Les conséquences de la montée des eaux du lac à Rumonge
A Rumonge, la situation est la même. Les eaux du lac Tanganyika ont monté de quelques dizaines de mètres ces derniers jours suite à une pluviométrie intense. Suite à cette catastrophe naturelle, Ferdinand Niyokindi, conseiller technique de l’administrateur communal de Rumonge indique qu’une vingtaine de maisons ont été détruites dans le quartier de Kanyenkoko. Des dizaines d’hectares de cultures ont été emportées. De plus, une partie du port commercial et le port de pêche ont été inondés. De surcroît, un pêcheur est mort et un autre a été blessé suite à des vents violents qui balaient le lac. Deux autres ont perdu la vie lorsqu’une maison s’est écroulée sur elles. Certaines pistes rurales sont impraticables.
Respect de la zone tampon, une solution efficace
Les administratifs demandent à la population de respecter la zone tampon de 150 m, car ceux qui sont affectés par la montée des eaux du lac sont des gens qui ont construit ou cultivé dans cette zone tampon en foulant au pied le code de l’eau. Ils précisent que l’implantation de nouveaux quartiers doit être précédée par des études de faisabilité effectuées par l’OBUHA afin de ne pas s’exposer aux risques potentiels.
Les limites du lac n’ont pas toujours été les mêmes que celles aujourd’hui.
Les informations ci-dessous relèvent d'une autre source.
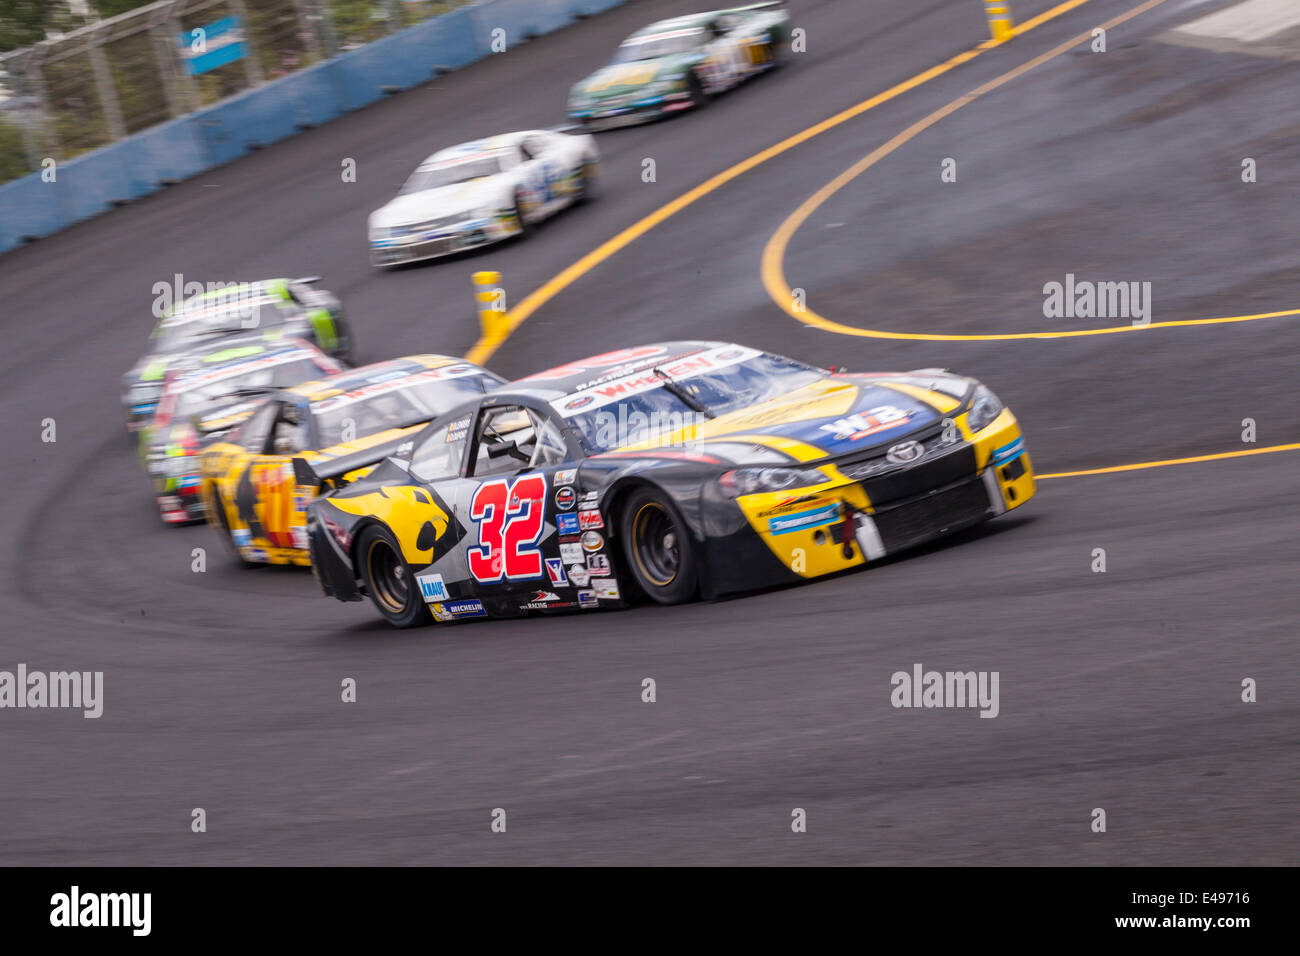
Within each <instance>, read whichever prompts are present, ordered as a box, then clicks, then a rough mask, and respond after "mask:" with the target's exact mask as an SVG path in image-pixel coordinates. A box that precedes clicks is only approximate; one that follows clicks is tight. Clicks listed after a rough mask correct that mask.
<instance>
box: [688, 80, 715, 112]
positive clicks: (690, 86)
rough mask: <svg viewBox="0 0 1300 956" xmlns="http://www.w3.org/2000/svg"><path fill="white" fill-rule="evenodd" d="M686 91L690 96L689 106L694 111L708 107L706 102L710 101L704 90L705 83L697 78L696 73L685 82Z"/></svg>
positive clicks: (709, 96)
mask: <svg viewBox="0 0 1300 956" xmlns="http://www.w3.org/2000/svg"><path fill="white" fill-rule="evenodd" d="M686 91H688V92H689V94H690V105H692V107H694V108H695V109H699V108H701V107H705V105H708V100H711V99H712V98H711V96H710V95H708V92H707V91H706V90H705V81H702V79H701V78H699V74H698V73H692V74H690V79H688V81H686Z"/></svg>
Ceux qui ont vécu à Bujumbura il y a une trentaine d’années le savent. L’histoire nous apprend que les eaux du lac Tanganyika n’ont jamais été stables. Des périodes de fortes pluies occasionnant la montée des eaux du lac ont été légion depuis belle lurette. Vers les années 1963, Albert Mbonerane, ami de la nature fait remarquer que les eaux du lac ont monté jusque là où sont érigées les infrastructures de la Radio Télévision Natonale du Burundi (RTNB).
Pour éviter le désastre aux riverains de ce lac, le gouvernement n’a pas croisé les bras. Il a mis en place le code de l’eau et d’autres textes dont l’objectif était de sauvegarder l’environnement. Le code de l’eau en son article 5 stipule qu’il est interdit de construire dans les 150 m à partir du littoral du lac Tanganyika. Pour ses affluents, il faut respecter 25 m, pour les lacs du nord 50 m et 5 m pour les rivières de l’intérieur du pays. Nonobstant, voilà que les gens ne cessent de s’accaparer de la zone tampon sur tout le littoral du lac Tanganyika pour y ériger de luxueuses villas. En juillet 2011, le parlement burundais s’était penché sur la question des constructions anarchiques érigées au bord du lac Tanganyika. Des descentes sur terrain se sont multipliées pour s’enquérir de la situation. Néanmoins, les maisons n’ont jamais cessé de pousser comme des champignons.